A possible structure in which all this information can be stored and
retrieved is sketched below:

| program:
|    version
|    source files (list of)
|    packages (list of)
|    procedures (list of)
|    command-line arguments:
|       description of each option and the values (if any)
|       associated with it
|       description of other arguments (such as file names)
| source files:
|    packages (list of)
|    procedures (list of)
| packages:
|    package A:
|       description
|       version
|       requirements
|          Tcl-version
|          packages that are required
|       local and global variables:
|          variable D:
|             used by which procedures?
|          variable E:
|             used by which procedures?
|          ...
|       procedures:
|          procedure F:
|             description
|             exported or not
|             arguments:
|                argument G:
|                   description
|                argument H:
|                   description
|                ...
|             result:
|                description
|          procedure I:
|             ...

Except for the descriptions, all these items can - at least in principle
be extracted automatically.
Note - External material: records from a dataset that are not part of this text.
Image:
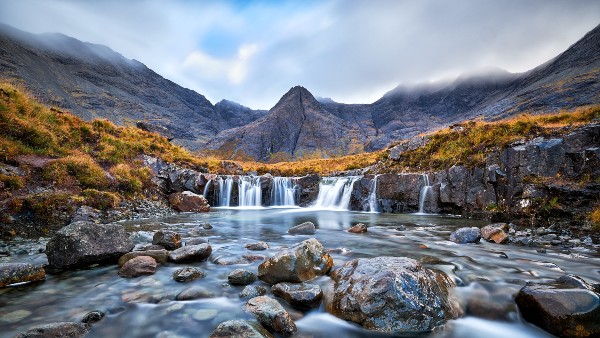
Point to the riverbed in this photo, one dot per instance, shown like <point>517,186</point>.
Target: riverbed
<point>485,273</point>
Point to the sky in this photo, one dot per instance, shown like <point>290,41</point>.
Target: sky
<point>353,51</point>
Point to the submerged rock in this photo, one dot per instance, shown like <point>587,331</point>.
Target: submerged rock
<point>302,296</point>
<point>568,307</point>
<point>12,273</point>
<point>271,314</point>
<point>81,244</point>
<point>301,262</point>
<point>240,329</point>
<point>391,294</point>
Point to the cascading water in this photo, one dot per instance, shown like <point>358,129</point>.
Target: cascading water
<point>250,192</point>
<point>373,196</point>
<point>334,192</point>
<point>283,192</point>
<point>426,189</point>
<point>225,187</point>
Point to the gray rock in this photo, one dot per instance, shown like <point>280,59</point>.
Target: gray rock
<point>272,315</point>
<point>306,228</point>
<point>302,296</point>
<point>81,244</point>
<point>190,253</point>
<point>391,294</point>
<point>466,235</point>
<point>299,263</point>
So, even though the programmer has been too
lazy to describe his/her procedures in detail, some information can be
retrieved about the use of global data for instance and the complexity
of the argument lists.

Note that as far as the three methods of organisation is concerned,
there is no attempt to define a practical relationship between them.

To refer to the example above:

| procedure: pkg_compareExtension
|    description:
|       "Used internally by pkg_mkIndex to compare the extension of a file to
|       a given extension. On Windows, it uses a case-insensitive comparison
|       because the file system can be file insensitive."
|    arguments:
|       argument fileName:
|          description:
|             "name of a file whose extension is compared"
|       argument ext:
|          description:
|             "(optional) The extension to compare against; you must
|             provide the starting dot.
|             Defaults to [info sharedlibextension]"
|    result:
|       description:
|          "Returns 1 if the extension matches, 0 otherwise"

By adopting a tree structure to represent the information extracted from
the source code, one can be as flexible as probably needed. For instance,
suppose one would like to extract certain metrics, like the number of
lines or the cyclometric complexity. This could then be an additional
node in the subtree for the command procedure, besides the list of arguments,
the result and the description.

~ Copyright

This document is placed in the public domain.